Prometteur, Cleverley l’est. Indéboulonnable, pas encore. À l’inverse d’un Jack Wilshere revenu tambour battant dans les rangs d’Arsenal. Et cela, après avoir passé une saison 2011/2012 à l’infirmerie. Surtout, l’enfant chéri des Gunners est abreuvé de louanges de toutes parts et adoubé par les plus grands. Frank Lampard et Steven Gerrard ont ainsi régulièrement porté au pinacle le joueur de 21 ans pour ses qualités de milieu box-to-box. Là où son compatriote de United pèche encore. Mais les dithyrambes, Cleverley laisse ça à son homologue. Lui avance discrètement, emmagasine les conseils. Parce qu’il sait qu’il a une réelle carte à jouer dans un effectif où peu de joueurs présentent le même profil.

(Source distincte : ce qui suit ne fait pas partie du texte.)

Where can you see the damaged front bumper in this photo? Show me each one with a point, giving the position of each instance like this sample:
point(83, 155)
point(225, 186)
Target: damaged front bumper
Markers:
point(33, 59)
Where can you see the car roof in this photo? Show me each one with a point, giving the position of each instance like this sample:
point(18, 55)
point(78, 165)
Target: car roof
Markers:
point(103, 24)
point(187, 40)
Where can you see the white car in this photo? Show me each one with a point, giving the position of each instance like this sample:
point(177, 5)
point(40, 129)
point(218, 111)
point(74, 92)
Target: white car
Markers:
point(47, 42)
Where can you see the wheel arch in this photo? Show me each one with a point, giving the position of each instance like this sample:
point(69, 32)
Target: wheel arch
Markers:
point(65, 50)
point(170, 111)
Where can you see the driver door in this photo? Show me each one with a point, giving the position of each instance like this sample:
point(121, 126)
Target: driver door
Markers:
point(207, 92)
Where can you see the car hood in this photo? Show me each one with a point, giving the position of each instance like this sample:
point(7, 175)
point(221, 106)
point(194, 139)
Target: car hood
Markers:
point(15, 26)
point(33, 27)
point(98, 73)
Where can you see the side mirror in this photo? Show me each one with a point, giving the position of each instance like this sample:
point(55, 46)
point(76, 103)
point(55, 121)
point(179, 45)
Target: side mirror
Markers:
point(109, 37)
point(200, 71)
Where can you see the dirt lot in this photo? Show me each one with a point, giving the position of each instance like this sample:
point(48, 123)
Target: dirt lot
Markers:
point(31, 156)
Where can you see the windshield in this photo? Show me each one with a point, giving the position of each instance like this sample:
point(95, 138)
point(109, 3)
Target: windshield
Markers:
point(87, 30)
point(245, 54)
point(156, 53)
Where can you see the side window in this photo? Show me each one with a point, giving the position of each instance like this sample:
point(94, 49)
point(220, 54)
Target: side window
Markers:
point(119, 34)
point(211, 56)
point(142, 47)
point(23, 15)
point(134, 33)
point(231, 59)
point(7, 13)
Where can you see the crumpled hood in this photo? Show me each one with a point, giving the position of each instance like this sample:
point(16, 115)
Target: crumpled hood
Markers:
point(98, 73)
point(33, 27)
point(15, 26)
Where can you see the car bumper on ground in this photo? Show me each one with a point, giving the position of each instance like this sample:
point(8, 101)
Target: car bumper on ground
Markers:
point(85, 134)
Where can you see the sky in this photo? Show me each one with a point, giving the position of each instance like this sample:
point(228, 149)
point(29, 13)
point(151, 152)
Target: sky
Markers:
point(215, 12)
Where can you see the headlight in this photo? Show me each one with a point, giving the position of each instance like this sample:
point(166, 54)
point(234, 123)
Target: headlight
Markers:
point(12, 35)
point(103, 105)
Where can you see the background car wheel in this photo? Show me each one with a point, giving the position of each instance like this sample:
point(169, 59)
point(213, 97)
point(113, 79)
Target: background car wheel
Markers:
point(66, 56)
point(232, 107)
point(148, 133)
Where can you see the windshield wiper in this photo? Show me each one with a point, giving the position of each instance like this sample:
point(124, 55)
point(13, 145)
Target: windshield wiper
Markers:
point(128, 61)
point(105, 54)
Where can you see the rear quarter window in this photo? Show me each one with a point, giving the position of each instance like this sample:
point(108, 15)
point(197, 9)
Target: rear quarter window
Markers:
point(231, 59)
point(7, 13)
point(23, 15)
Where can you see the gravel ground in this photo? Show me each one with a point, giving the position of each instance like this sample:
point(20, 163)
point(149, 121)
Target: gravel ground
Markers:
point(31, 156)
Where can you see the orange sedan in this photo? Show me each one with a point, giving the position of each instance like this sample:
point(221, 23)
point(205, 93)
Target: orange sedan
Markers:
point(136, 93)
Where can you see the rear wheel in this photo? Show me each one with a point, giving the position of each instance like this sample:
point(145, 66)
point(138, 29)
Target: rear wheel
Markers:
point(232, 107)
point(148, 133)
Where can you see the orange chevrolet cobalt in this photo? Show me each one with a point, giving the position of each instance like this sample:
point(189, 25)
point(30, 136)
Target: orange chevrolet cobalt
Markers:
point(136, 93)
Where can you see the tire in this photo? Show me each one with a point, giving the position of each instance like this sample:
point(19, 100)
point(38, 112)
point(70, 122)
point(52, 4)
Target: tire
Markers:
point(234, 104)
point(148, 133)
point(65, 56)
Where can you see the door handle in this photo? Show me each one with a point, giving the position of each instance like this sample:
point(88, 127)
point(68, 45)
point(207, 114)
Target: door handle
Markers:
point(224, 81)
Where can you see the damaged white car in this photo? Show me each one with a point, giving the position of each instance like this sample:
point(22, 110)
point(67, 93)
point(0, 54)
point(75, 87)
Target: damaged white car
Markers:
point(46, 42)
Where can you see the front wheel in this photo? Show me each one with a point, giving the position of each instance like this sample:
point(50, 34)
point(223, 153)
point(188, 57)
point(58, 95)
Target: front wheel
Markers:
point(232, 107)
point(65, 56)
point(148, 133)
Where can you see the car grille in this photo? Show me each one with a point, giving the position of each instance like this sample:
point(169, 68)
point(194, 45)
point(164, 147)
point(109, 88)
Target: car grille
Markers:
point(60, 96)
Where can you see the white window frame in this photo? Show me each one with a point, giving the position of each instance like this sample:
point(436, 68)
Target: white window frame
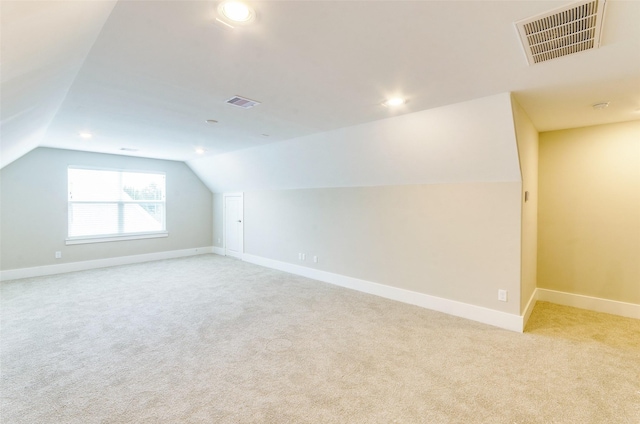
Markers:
point(102, 238)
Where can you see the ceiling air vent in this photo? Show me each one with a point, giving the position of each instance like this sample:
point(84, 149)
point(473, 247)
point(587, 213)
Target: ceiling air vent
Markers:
point(561, 32)
point(242, 102)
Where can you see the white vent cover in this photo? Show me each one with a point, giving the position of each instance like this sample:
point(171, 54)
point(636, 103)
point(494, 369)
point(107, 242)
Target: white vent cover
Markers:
point(242, 102)
point(570, 29)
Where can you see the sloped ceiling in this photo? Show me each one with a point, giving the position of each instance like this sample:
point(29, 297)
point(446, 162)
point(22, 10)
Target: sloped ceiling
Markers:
point(43, 46)
point(146, 75)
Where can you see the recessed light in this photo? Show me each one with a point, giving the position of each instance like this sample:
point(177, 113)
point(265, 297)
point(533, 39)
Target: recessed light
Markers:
point(237, 12)
point(395, 101)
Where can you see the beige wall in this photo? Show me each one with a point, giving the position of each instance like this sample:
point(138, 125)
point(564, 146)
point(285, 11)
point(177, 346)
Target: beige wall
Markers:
point(456, 241)
point(589, 211)
point(527, 139)
point(33, 209)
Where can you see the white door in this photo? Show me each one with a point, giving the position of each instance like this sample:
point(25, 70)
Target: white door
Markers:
point(233, 225)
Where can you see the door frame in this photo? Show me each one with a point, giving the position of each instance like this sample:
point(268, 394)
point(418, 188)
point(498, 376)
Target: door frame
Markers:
point(224, 223)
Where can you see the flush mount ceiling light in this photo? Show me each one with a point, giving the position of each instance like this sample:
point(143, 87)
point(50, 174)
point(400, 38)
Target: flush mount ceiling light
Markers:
point(395, 101)
point(236, 12)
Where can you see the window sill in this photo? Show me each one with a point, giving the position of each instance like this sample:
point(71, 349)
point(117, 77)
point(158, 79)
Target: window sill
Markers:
point(109, 238)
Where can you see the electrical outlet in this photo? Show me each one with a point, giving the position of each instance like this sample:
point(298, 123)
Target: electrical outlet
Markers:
point(502, 295)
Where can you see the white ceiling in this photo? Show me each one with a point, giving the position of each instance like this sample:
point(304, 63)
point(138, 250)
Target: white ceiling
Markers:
point(147, 74)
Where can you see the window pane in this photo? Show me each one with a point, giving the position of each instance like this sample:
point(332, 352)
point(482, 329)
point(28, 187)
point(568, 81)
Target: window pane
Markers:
point(92, 185)
point(143, 217)
point(108, 202)
point(139, 186)
point(87, 219)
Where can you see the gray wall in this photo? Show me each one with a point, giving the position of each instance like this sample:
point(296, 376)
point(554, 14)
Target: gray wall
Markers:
point(429, 201)
point(33, 209)
point(456, 241)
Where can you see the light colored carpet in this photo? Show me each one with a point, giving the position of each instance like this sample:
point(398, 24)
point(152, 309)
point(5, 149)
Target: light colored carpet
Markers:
point(210, 339)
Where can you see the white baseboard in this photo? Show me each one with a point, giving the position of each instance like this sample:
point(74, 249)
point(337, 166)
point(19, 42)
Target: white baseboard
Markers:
point(629, 310)
point(464, 310)
point(14, 274)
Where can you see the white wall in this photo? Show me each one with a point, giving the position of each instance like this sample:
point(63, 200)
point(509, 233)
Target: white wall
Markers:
point(33, 214)
point(429, 202)
point(466, 142)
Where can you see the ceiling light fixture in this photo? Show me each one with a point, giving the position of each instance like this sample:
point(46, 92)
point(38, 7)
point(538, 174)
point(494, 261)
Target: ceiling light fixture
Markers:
point(236, 12)
point(396, 101)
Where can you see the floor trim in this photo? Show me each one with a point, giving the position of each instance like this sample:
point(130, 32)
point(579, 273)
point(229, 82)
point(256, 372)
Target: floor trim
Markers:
point(464, 310)
point(597, 304)
point(14, 274)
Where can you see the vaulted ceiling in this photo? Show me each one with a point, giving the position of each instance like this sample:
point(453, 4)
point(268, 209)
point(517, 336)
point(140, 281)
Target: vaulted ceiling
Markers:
point(146, 75)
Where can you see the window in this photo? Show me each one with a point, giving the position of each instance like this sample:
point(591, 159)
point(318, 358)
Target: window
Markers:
point(107, 205)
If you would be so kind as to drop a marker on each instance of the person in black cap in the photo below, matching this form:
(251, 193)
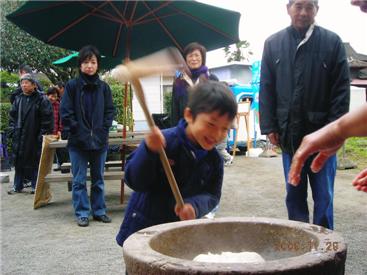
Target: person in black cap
(30, 117)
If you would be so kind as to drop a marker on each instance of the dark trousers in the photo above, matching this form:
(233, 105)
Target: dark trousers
(322, 186)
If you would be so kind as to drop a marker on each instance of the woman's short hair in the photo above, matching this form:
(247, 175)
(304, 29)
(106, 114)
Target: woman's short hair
(87, 52)
(195, 46)
(211, 96)
(52, 91)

Homme de base des Three Lions

Alex Ferguson n’est pas qu’un prospecteur de talents averti. L’Ecossais sait comment transformer une promesse en réalité. Ainsi, alors qu’on avait à maintes reprises évoqué les noms de Modric et Sneijder à Old Trafford, le bougre a fait la sourde oreille. Depuis l’éminente Class of 92, le manager écossais choie les enfants du club. Leur attribue des responsabilités et les met face à une concurrence aiguisée, mais pas insurmontable. Un principe que Cleverley a su intégrer. Le milieu capable d’aérer, de se projeter vers l’avant, de relayer et de distiller des caviars, ce sera lui. Sauf preuve du contraire. « Ce n'est pas le plus fort physiquement mais il est robuste, a une excellente connaissance du jeu, une rapidité de passe et de bons yeux » , avançait le boss de United à l’été 2011. Cette confiance accordée, celui qui avait des posters de David Beckham dans sa chambre en a eu la preuve cette saison, avec 16 titularisations en championnat et 4 en C1.

Les choses se sont en revanche décantées beaucoup plus rapidement en sélection nationale. Appelé dès 2011 par Fabio Capello, Cleverley honore sa première sélection en août 2012, à l’occasion d’une exhibition contre l’Italie. Depuis, l’Italien a foutu le camp et l’ère Roy Hodgson s’est ouverte. Avec une idée serinée et affirmée : installer les jeunes en vue de la Coupe du Monde 2014. Une chance saisie par le Mancunien qui apparaît déjà comme un titulaire inamovible aux yeux du sélectionneur des Three Lions. « Je suppose que vous pourriez dire que Tom Cleverley est un milieu de terrain offensif. Mais un milieu de terrain offensif de la même manière que Cesc Fabregas l’est. Il est tout à fait capable d’évoluer en tant que playmaker et d’aller récupérer des ballons quand c’est nécessaire  » , lâchait il y a peu Hodgson. Le genre de comparaison qui pourrait donner des ailes. Mais, encore une fois, l’international anglais garde la tête froide. « Il a encore du temps devant lui. On sait qu'il a les capacités  » , disait de lui Sir Bobby Robson. La patience, c’est justement une vertu que possède Cleverley.